How to keep your plants happy while traveling
We all love our plants and the vibrant energy they give our homes. These beautiful fellas provide oxygen, energy, food, and it’s easier than you think to return the favor while you’re away from home.
If you’re lucky to have a kind friend that will come by your apartment to water your beauties you’re set, otherwise keep reading; there are a couple of things you can do to keep your plants healthy.
1. Location, location, location
Make sure your plants are in the right spot. To prevent plants from drying out, I usually move them away from direct sunlight. It’s important to consider the length of your trip; you don’t want to be too radical that plants start to struggle for sunlight. As a rule of thumb, reduce exposure to sunlight to just a couple of hours per day.
If you have huge pots and it’s not possible to move them, try to keep these guys as humid as possible. Provide a temporary shade or a homemade self-watering solution like I’ll describe below.
2. Feed your plants
Try giving your plants carbonated water, or the (cooled) water you have boiled your eggs in. Both are filled with nutrients and minerals that are good for your plants.
A couple of days before you leave, schedule an occasional “tea time” for ferns, gardenias, and other acid-loving houseplants. Cold leftover brewed black tea is a great addition to your watering can, or you can place wet tea-leaves into the soil to give plants a lush look.

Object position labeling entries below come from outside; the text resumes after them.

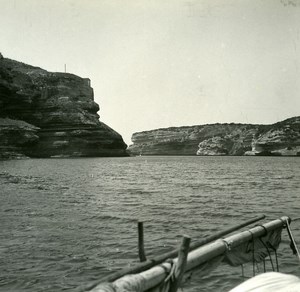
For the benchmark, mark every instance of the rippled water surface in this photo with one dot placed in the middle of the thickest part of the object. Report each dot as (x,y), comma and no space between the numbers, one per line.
(66,222)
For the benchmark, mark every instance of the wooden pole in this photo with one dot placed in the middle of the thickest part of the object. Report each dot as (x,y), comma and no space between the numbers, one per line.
(154,276)
(141,248)
(181,263)
(140,267)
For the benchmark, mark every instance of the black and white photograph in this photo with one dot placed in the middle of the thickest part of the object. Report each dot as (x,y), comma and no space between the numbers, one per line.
(149,145)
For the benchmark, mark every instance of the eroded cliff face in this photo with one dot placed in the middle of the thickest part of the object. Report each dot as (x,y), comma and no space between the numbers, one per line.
(282,138)
(220,139)
(58,108)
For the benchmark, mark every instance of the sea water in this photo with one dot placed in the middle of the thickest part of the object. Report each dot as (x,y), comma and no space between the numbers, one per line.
(66,222)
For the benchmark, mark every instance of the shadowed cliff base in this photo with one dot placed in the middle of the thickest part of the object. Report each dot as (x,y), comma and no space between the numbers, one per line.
(279,139)
(45,114)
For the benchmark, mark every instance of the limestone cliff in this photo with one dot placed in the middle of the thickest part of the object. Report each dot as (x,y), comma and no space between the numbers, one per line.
(220,139)
(55,111)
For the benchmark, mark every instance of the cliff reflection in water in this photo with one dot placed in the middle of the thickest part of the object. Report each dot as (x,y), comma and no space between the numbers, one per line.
(67,222)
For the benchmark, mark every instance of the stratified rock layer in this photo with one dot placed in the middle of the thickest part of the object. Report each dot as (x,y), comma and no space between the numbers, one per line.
(59,110)
(282,138)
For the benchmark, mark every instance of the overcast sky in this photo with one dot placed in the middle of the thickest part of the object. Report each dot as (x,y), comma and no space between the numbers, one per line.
(157,63)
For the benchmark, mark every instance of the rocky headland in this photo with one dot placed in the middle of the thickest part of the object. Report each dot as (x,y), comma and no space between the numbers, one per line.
(45,114)
(281,138)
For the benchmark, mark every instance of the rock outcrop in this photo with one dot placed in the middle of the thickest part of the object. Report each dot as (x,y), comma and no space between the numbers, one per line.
(282,138)
(44,114)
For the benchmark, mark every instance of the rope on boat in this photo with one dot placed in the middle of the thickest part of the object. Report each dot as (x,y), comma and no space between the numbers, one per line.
(293,243)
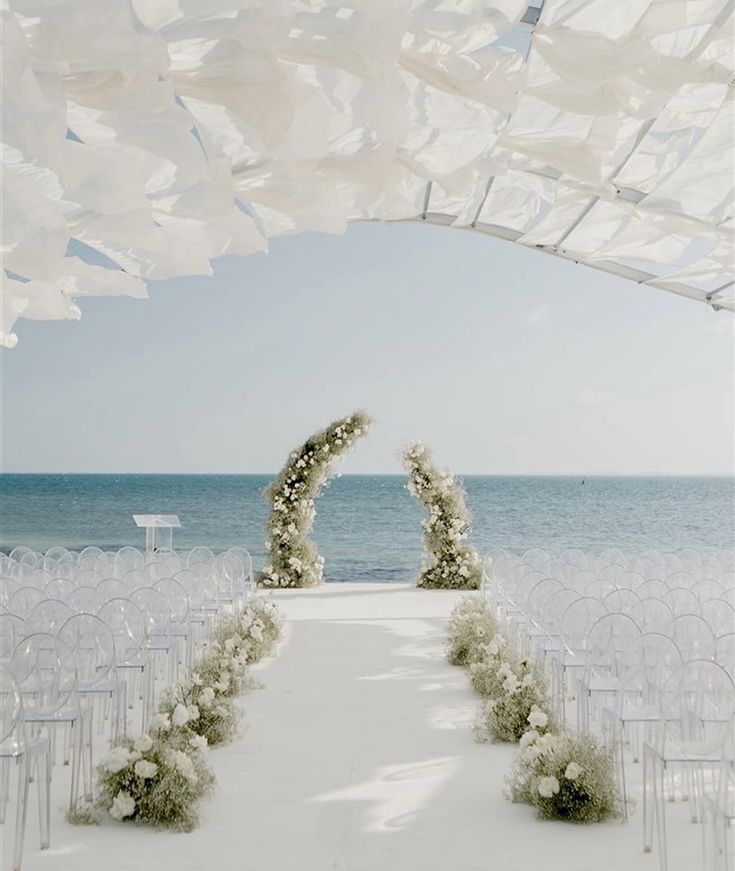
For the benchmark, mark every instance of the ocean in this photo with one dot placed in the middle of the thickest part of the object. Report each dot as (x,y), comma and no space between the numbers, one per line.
(368,526)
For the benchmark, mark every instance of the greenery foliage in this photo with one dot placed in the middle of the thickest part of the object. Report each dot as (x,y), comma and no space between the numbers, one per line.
(158,778)
(294,560)
(449,564)
(565,777)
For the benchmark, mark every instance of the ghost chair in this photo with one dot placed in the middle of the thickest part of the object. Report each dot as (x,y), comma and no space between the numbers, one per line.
(45,669)
(697,717)
(93,646)
(31,757)
(128,625)
(607,641)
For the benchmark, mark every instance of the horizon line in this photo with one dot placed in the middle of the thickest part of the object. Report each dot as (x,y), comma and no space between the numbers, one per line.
(646,474)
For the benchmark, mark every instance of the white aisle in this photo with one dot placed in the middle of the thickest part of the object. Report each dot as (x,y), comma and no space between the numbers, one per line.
(358,756)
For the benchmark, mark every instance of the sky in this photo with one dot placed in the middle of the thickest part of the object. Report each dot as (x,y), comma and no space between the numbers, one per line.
(503,360)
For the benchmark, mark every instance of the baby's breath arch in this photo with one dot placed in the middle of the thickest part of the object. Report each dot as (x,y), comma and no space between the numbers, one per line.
(294,560)
(449,564)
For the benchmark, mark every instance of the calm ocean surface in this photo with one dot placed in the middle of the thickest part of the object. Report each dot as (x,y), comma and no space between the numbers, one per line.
(367,527)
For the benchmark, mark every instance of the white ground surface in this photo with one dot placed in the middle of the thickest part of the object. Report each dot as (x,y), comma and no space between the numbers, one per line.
(358,756)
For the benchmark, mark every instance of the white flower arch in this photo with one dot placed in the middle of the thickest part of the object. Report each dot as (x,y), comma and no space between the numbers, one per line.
(450,564)
(294,560)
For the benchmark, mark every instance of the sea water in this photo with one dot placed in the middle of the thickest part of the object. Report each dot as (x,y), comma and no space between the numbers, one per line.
(368,527)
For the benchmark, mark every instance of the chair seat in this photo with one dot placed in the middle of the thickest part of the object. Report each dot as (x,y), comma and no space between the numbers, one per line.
(602,684)
(636,714)
(64,715)
(106,686)
(688,751)
(13,748)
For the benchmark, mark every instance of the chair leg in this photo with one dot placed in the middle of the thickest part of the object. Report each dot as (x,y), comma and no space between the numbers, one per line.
(43,780)
(4,787)
(660,811)
(21,812)
(77,734)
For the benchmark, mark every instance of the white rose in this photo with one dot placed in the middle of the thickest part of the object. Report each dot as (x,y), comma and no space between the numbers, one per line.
(143,743)
(145,769)
(123,805)
(180,716)
(183,764)
(159,723)
(548,787)
(537,718)
(206,697)
(198,742)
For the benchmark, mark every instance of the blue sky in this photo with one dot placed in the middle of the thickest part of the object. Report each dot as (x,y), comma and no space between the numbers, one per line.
(504,360)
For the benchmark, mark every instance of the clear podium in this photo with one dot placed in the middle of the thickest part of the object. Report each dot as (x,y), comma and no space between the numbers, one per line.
(159,530)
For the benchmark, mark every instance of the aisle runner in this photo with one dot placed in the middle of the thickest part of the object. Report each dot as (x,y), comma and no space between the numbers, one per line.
(358,757)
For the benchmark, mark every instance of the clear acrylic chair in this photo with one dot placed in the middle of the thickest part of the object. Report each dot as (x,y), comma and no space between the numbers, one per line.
(693,636)
(24,600)
(642,669)
(718,843)
(93,646)
(608,639)
(180,628)
(697,717)
(48,616)
(128,625)
(31,756)
(45,669)
(575,624)
(12,629)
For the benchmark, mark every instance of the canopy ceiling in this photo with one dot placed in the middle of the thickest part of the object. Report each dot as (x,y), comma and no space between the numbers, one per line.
(143,138)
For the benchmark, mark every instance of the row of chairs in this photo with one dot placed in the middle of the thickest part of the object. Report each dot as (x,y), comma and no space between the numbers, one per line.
(86,645)
(650,662)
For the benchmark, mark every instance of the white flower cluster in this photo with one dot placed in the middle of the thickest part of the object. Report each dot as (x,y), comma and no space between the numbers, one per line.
(566,777)
(294,561)
(449,564)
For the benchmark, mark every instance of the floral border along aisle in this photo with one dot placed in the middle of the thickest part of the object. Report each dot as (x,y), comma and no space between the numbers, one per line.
(294,561)
(159,777)
(563,776)
(451,564)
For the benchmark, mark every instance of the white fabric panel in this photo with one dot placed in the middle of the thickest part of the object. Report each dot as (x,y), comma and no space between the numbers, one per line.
(162,134)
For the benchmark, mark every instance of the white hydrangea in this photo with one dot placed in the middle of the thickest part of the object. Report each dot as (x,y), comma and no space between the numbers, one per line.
(198,742)
(143,743)
(159,723)
(145,769)
(548,787)
(538,719)
(182,762)
(180,716)
(123,805)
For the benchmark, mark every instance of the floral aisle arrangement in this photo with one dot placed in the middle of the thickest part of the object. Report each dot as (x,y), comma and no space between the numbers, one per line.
(157,780)
(159,777)
(294,561)
(449,564)
(565,777)
(471,626)
(513,688)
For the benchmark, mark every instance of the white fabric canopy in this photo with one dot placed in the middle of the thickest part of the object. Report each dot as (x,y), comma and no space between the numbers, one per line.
(143,138)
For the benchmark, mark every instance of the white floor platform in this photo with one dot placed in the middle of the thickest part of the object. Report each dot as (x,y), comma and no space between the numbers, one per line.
(358,756)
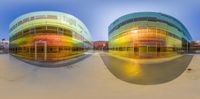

I recommend doing this on a regular basis, perhaps once a week. Feed your plants 5 to 8 days before you go, especially if you have never done it before so you can observe how they react.
3. Self-watering methods
The wine bottle:
Fill an empty wine bottle with water and place it upside down into the soil. Your plant will get a steady supply of water that won’t be evaporated by the sun.
The cotton string:
Connect your pots with a cotton string to a water source. Make sure the string is thick enough to transfer water into the soil. Also, make sure the end that is in the soil is burrowed deep enough so the water can reach the bottom of your planter.
Thread a small needle to a self-sealing plastic bag to use it as a wick. Make a knot and leave it inside the plastic bag with the other end hanging out.
Fill the water bag with water and place it inside the plant’s pot with the wick touching the soil. The water will drain continuously into the soil, while the bag deflates slowly in the process.
If you need to deliver more water to a plant, you can either add more wicks to one bag or add more bags to that plant’s pot.
Finally, water your plants before applying these methods, that will ensure the soil is moist and these tips will help maintain that level of moisture.